Virtually all Caucasians have two major aldehyde dehydrogenase isozymes, ALDH1 and ALDH2, in their livers, while approximately 50% of Japanese and other Orientals are "atypical" in that they have only ALDH1 and are missing ALDH2. We previously demonstrated the existence of an enzymatically inactive but immunologically cross-reactive material (CRM) in atypical Japanese livers. Among 10 Japanese livers examined, five had ALDH1 but not ALDH2 isozyme. These are considered to be homozygous atypical at the ALDH2 locus. Four had both ALDH1 and ALDH2 components detected by starch gel electrophoresis, that is, they are apparently usual. However, biochemical and immunological studies revealed that three of these four livers contained CRM. These three livers should be heterozygous atypical in the ALDH2 locus, that is, genotype ALDH2(1)/ALDH2(2). A Japanese liver, as well as control Caucasian livers, had no CRM, and they must be homozygous usual ALDH2(1)/ALDH2(1). Although the number of liver specimens examined is limited, the frequencies of three genotypes determined in this study are compatible with the values calculated based on the genetic model that two common alleles ALDH2(1) and ALDH2(2) for the same locus are codominantly expressed in Orientals. The remaining liver had only ALDH2 isozyme and was missing ALDH1. This type was not previously found in Caucasians and Orientals. The two-dimensional crossed immunoelectrophoresis revealed the existence of a CRM corresponding to ALDH1 in this liver. The abnormality can be considered to be due to structural mutation at the ALDH1 locus producing a defective ALDH1 molecule, although other possibilities such as post-translational modifications are not ruled out.
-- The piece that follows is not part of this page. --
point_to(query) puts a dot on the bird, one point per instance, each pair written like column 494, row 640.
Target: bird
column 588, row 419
几乎所有白种人的肝脏中都有两种主要的醛脱氢酶同工酶,即ALDH1和ALDH2,而大约50%的日本人及其他东方人则是“非典型的”,因为他们只有ALDH1,缺少ALDH2。我们之前证明了在非典型的日本肝脏中存在一种酶学上无活性但免疫交叉反应性的物质(CRM)。在检测的10个日本肝脏中,5个有ALDH1但没有ALDH2同工酶。这些被认为是ALDH2基因座上的纯合非典型个体。4个通过淀粉凝胶电泳检测到同时有ALDH1和ALDH2成分,也就是说,它们显然是正常的。然而,生化和免疫学研究表明,这4个肝脏中有3个含有CRM。这3个肝脏在ALDH2基因座上应该是杂合非典型的,即基因型为ALDH2(1)/ALDH2(2)。一个日本肝脏以及对照的白种人肝脏没有CRM,它们一定是纯合正常的ALDH2(1)/ALDH2(1)。尽管检测的肝脏标本数量有限,但本研究确定的三种基因型频率与基于同一基因座上两个常见等位基因ALDH2(1)和ALDH2(2)在东方人中共显性表达的遗传模型计算出的值相符。剩下的一个肝脏只有ALDH2同工酶,缺少ALDH1。这种类型以前在白种人和东方人中未被发现。二维交叉免疫电泳显示该肝脏中存在一种与ALDH1相对应的CRM。这种异常情况可以被认为是由于ALDH1基因座上的结构突变产生了有缺陷的ALDH1分子,尽管不排除其他可能性,如翻译后修饰。